We finally managed to get our gear all packed up and were ready to go by 2:30 pm. We looked into the sky to see some pretty scary clouds and questioned our sanity. It was all very reminiscent of our first day touring, leaving late in the afternoon with thunderclouds in the sky. Fortunately, the clouds seem to be moving out of our away. Each time we approached one, it moved before we got too close, making for a beautiful ride on traffic free back roads.

On our route out we followed a bike route from the Eastern Ontario Recreation Map. We highly recommend this map for anyone riding from Kingston or Cornwall to Ottawa as it shows many different rural routes where you can enjoy the countryside with very little traffic. We didn’t use the map for the route home, and we regretted it.  The recommended route was much quieter and more relaxing.

Following along the canal, we took advantage of a policy that allows those arriving on bicycles to camp at the lock stations for minimal cost. We stopped and enjoyed dinner at the Burritt’s Rapids lock station, then continued on to Lower Nicholsons where we camped for the night, all for the princely sum of $4.90 per person.

We arrived an hour and a half before sunset, but as the sun was sinking the mosquitoes came out.

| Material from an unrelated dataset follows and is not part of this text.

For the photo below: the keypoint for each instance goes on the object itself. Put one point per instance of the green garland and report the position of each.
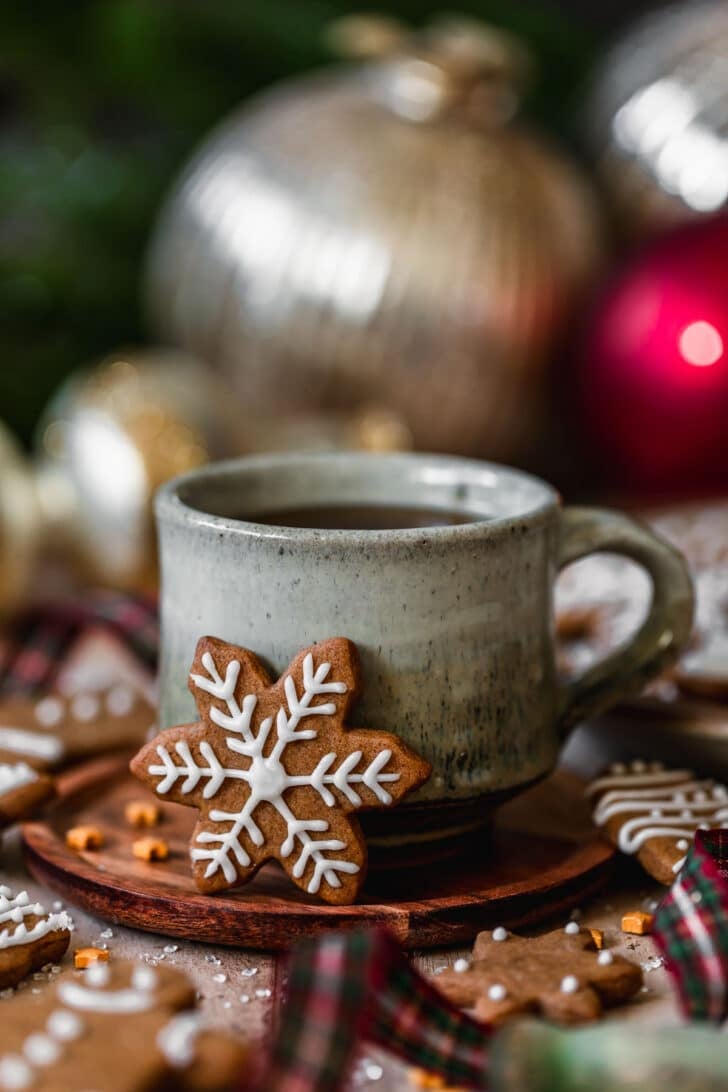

Anyone working at the locks might not realize just how bad the mosquitoes can be, as the lock staff had all left before they came out to feast.  We quickly set up the tent and crawled in.  Once it got dark, the fireflies provided us with a show, lighting up in the field and trees in front of our tent. It was so nice to be camping out under the stars again!

Morning came early, as Scott had to be home by 1 pm for a meeting. Becky crawled out of the tent shortly after 6 a.m. and immediately became breakfast for the mosquitoes. The remnants of  mosquito coil we had bought in Malaysia, which did us well all last summer, seemed to have lost it’s potency. The mosquitoes were not all affected by it. Fortunately, Becky packed some DEET, so we were able to eat breakfast without getting too annoyed. By the time we packed up, all the mosquitoes had gone away – melted in the morning sun.

Our trip home turned out to be a physical challenge. Normally, 65 km would not have been a problem; however, that day Mother Nature decided to give us a 20km/hr headwind. We pushed ourselves and barely made it home in time. In the end Scott got to his meeting a little late, since a shower and a big lunch were necessary first.

Overall, it was a great trip and we’ll definitely do it again!

Getting ready for breakfast at the picnic table at Lower Nicholson Locks.
Our tent – home sweet home!
Scott approaching a nest (top of pole) complete with baby birds.
66 km to Nicholsons Lock, 65 km home.